For long-term digital preservation, two types of metadata play a crucial role:

  1. Packaging Metadata

Defines three kinds of information packages, which are as follows:

  1. Submission Information Package (SIP) – Contains information delivered to the archive from the content provider
  2. Archival Information Package (AIP) – Related content information stored in the archive
  3. Dissemination Information Package (DIP) – On request delivery of information to the user
  1. Preservation Metadata

Records the process that supports the preservation of digital data

Metadata Schema Models

According to ISO 23081[4], a schema is “a logical plan showing the relationships between metadata elements, normally through establishing rules for the use and management of metadata specifically as regards the semantics, the syntax and the optionality (obligation level) of values.”

The amount of metadata that needs to be stored for an object depends on its functional usage & significance. With a large amount of metadata already there, and more being published regularly for a different purpose by different communities, metadata schema designers need unique experience of using the Semantic Web to consider a metadata schema.

For long term preservation of data, a varying Metadata Schema Models has been developed, which includes the following:

  • MARC: Machine Readable Cataloguing
  • MARCXML: XML version of MARC 21
  • METS: Metadata Encoding & Transmission Standard
  • MODS: Metadata Object Description Schema
  • DCMI: Dublin Core Metadata Initiative
  • CDWA: Categories for the Description of Works of Art
  • CRM: CIDOC Conceptual Reference Model
  • MPEG-7: Moving Picture Coding Experts Group
  • EAD: Encoded Archival Description
  • RDF: Resource Description Framework
  • VRA CORE: Visual Resources Association
  • DDI: Data Documentation Initiative
  • MIX: Metadata for Images in XML Standard
  • IEEE LOM: Institute of Electrical and Electronics Engineers Standards Association for the description of “learning objects”

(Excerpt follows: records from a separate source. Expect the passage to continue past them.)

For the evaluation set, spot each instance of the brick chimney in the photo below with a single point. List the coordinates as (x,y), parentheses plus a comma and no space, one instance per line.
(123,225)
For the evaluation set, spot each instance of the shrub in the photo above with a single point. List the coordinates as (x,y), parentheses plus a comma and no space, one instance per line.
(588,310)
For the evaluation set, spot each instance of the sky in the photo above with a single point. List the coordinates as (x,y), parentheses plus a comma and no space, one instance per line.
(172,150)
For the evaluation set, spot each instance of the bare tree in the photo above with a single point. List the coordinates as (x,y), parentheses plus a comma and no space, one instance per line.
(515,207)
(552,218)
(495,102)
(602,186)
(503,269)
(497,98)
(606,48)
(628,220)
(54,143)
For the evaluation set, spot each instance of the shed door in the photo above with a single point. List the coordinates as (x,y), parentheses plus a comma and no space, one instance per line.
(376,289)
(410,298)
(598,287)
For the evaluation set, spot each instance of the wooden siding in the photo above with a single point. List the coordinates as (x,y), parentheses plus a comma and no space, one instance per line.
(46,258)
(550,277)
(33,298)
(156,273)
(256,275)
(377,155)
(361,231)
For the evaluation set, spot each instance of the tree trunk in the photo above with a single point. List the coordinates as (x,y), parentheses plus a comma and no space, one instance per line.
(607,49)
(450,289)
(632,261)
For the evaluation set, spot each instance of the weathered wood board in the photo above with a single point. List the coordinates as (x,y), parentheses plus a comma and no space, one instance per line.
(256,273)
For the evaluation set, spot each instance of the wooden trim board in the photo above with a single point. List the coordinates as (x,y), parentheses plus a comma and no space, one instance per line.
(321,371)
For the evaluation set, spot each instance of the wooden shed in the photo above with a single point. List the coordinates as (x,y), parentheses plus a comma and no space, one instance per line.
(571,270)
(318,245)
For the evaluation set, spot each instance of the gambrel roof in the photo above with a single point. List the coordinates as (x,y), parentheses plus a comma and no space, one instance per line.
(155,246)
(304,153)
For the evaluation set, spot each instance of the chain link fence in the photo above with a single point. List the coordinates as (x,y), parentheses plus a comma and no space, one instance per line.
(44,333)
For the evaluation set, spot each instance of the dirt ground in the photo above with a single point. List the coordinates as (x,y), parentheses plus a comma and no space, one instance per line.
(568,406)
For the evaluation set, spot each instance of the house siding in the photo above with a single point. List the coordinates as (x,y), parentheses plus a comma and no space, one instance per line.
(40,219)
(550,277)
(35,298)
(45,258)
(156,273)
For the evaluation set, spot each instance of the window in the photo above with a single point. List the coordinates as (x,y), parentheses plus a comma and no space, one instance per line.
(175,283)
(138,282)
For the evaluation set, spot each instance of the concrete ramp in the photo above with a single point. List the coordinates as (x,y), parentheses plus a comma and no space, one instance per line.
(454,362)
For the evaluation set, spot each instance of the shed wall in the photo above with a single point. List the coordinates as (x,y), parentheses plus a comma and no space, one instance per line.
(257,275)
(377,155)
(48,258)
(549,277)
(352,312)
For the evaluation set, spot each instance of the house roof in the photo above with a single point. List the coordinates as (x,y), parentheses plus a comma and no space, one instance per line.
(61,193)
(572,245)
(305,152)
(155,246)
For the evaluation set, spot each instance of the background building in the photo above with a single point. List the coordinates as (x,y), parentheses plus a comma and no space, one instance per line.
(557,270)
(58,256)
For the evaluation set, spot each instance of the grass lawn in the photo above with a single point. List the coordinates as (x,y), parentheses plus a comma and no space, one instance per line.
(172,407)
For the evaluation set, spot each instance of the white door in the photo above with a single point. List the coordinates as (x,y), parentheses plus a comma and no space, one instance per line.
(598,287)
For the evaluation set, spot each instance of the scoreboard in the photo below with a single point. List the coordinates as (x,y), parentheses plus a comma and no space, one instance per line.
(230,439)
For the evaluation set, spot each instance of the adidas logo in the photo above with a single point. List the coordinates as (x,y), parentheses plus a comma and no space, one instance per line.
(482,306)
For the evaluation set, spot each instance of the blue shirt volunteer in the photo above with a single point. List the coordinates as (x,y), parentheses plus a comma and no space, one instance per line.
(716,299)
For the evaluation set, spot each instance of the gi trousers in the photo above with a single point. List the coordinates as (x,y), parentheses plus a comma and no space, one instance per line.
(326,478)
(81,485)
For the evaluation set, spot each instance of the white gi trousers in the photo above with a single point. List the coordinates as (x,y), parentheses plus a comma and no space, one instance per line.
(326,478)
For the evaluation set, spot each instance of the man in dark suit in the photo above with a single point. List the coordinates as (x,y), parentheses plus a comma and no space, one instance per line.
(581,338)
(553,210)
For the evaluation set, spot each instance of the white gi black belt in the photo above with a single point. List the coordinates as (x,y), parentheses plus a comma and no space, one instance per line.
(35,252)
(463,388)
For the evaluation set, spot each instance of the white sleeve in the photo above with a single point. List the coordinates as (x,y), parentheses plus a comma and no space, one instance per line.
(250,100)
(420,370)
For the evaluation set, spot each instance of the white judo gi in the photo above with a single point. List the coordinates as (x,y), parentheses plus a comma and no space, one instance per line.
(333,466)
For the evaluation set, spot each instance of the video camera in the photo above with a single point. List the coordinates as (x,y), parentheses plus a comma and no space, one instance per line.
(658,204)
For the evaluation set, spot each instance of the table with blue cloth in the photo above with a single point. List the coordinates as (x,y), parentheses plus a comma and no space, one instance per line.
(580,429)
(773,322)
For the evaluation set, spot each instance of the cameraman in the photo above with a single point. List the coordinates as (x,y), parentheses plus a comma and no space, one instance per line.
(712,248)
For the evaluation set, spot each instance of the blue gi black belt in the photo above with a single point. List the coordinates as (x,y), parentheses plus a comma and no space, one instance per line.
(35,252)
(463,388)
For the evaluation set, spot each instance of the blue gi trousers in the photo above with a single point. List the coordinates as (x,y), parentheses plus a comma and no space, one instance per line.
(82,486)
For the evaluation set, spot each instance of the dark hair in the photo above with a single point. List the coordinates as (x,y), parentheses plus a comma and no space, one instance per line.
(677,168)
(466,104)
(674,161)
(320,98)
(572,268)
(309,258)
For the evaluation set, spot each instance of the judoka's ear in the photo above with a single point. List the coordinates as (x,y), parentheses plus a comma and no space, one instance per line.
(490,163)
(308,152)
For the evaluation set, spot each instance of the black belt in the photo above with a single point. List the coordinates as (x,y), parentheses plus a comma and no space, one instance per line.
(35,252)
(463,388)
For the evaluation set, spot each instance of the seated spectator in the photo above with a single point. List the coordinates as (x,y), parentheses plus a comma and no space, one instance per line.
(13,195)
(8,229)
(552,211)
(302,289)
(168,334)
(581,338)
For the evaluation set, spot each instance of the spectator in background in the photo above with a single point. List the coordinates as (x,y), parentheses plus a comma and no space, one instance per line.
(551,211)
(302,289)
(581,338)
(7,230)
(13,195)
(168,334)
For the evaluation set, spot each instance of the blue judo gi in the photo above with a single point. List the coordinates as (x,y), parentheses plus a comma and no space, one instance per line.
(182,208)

The importance of metadata in content digitization

Metadata plays a key role in processing, managing, accessing, and preserving digital content –be it audio, video, or image collections. Metadata has the following key functionalities:

  • Search: To search for data associated with a file like Author, Date Published, Key Words, etc.
  • Distribute: To determine when and where the content will be distributed
  • Access: To determine delivery of targeted content based upon preset rules matching metadata values
  • Retain: To determine which records to archive

Optimizing metadata for content digitization

The importance of metadata lies in the fact that it makes the content searchable – both online and offline. While filtering, the search engine follows the following order – title, description, and tags. Some key points to remember while using metadata for content digitization are:

Optimize the title

Grab the attention with a catchy and compelling title. To make a title search engine (and mobile) friendly, limit it to 120 characters and include your top keywords. Think what the audience would relate to, and make the title informative and relevant.

Optimize the description

Follow and include the keywords, and detail what the content is all about. Limit the most critical information within the first 22 words of your description – as search engine displays it on the list before you click ‘see more’ button.

Optimize the tags

A couple of things to keep in mind while tagging a digital asset are:

  1. Assign keywords that cover the 5 W’s – what, when, who, why, and where – to make it a well-captured asset
  2. Avoid grammatical errors while assigning keywords
  3. Avoid ambiguous words or words with multiple meanings
  4. Be consistent with abbreviations and acronyms
  5. Use a minimum of 8 – 12 tags per asset

Conclusion

Metadata plays a crucial role in keeping track of content right from its inception to its processing and accessibility. It provides a complete description of the purpose and functionality of the data, making it easier for end-users to locate and retrieve the data. Therefore, it is crucial that all contents should have embedded metadata in them.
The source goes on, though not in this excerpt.